Zu den Risikofaktoren gehören:
Genetische Veranlagung: "Magersucht tritt familiär gehäuft auf. Das heißt: Die Tochter einer magersüchtigen Mutter hat ein mehrfach erhöhtes Risiko selbst eine Essstörung zu entwickeln", so Dr. Osen. "Es gibt eine genetische Veranlagung (Vulnerabilität), die empfindlicher dafür macht, eine Essstörung zu entwickeln", erklärt der Experte. "Aber nicht jeder, der diese Voraussetzung hat, muss die Essstörung auch entwickeln. Vor allem, wenn man viele Möglichkeiten hat, mit emotionalen Belastungen alternativ umzugehen", erklärt Osen.

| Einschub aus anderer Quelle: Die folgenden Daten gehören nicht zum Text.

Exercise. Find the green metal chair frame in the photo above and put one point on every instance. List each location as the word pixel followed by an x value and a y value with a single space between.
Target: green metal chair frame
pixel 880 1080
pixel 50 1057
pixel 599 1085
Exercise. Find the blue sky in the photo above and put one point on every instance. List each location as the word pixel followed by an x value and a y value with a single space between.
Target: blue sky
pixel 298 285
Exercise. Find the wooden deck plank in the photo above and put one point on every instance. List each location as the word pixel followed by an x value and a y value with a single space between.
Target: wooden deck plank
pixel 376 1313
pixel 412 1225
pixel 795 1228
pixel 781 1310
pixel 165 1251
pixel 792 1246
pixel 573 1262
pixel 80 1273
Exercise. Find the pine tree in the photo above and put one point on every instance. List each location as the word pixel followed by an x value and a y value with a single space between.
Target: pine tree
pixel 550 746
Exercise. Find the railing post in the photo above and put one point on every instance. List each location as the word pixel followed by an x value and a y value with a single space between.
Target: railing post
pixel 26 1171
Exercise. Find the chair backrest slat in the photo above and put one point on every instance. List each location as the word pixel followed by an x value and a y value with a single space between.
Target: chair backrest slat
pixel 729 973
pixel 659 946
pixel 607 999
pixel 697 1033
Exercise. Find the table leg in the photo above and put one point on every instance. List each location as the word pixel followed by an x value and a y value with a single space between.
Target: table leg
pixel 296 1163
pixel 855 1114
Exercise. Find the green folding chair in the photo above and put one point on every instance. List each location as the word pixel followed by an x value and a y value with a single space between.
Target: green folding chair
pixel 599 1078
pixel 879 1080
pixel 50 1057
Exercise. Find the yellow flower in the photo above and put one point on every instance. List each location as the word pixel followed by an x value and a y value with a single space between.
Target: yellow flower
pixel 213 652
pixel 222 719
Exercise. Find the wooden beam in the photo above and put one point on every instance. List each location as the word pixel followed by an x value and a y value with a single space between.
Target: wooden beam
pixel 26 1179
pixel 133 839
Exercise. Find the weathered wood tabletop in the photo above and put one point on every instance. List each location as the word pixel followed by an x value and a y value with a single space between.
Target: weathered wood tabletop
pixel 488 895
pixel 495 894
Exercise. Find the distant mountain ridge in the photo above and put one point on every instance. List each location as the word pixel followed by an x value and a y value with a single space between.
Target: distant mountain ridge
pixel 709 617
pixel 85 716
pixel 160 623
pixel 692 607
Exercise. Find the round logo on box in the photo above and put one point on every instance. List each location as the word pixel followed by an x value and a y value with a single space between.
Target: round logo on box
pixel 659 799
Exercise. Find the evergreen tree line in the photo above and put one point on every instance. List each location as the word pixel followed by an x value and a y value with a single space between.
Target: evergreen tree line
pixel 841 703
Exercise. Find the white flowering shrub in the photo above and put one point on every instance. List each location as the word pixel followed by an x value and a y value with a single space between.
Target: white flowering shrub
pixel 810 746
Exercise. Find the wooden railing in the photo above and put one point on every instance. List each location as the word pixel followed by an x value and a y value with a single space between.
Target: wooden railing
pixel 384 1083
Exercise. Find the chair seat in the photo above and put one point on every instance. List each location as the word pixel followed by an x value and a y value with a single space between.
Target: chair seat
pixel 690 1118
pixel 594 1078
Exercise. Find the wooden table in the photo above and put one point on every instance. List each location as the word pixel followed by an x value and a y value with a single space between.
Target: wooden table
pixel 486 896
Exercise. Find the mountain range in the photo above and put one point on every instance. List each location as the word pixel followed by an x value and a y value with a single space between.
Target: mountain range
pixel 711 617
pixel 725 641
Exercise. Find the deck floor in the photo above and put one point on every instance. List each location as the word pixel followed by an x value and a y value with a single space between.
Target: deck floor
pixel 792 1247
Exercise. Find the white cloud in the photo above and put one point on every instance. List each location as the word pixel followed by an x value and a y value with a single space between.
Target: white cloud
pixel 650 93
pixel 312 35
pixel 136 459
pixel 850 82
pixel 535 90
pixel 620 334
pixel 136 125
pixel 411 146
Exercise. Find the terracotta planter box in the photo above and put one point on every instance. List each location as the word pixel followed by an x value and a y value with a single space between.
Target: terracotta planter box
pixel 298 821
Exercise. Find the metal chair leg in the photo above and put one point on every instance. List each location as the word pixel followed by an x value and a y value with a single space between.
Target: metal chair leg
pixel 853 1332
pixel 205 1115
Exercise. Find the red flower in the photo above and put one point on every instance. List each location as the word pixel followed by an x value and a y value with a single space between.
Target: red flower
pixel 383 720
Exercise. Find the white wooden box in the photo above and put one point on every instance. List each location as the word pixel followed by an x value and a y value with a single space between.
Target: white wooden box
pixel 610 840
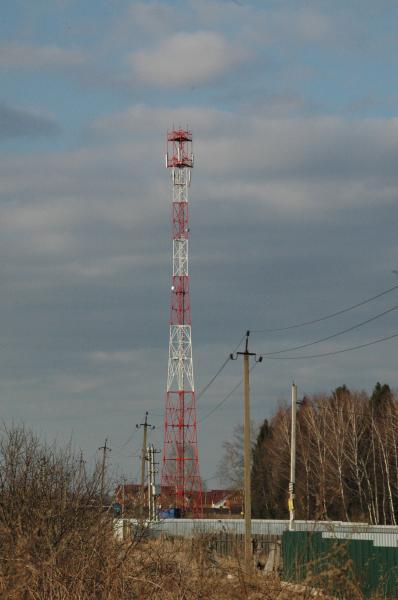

Persönlichkeit: Frauen, die von einer Anorexie betroffen sind, haben in der Regel ein niedriges Selbstwertgefühl und koppeln dieses an Figur und Aussehen. Sie suchen darüber die Anerkennung anderer und gehen Konflikten aus dem Weg. Häufig entwickelt sich die Magersucht in der Pubertät. Die Findung der eigenen Identität führt bei betroffenen Mädchen häufig zu einer Überforderung und einem Gefühl der Unsicherheit. Dazu kommt, dass Betroffene häufig sehr perfektionistisch sind. „Ohne Perfektionismus ist eine Magersucht fast unmöglich. Es verlangt sehr viel Disziplin“, so Osen.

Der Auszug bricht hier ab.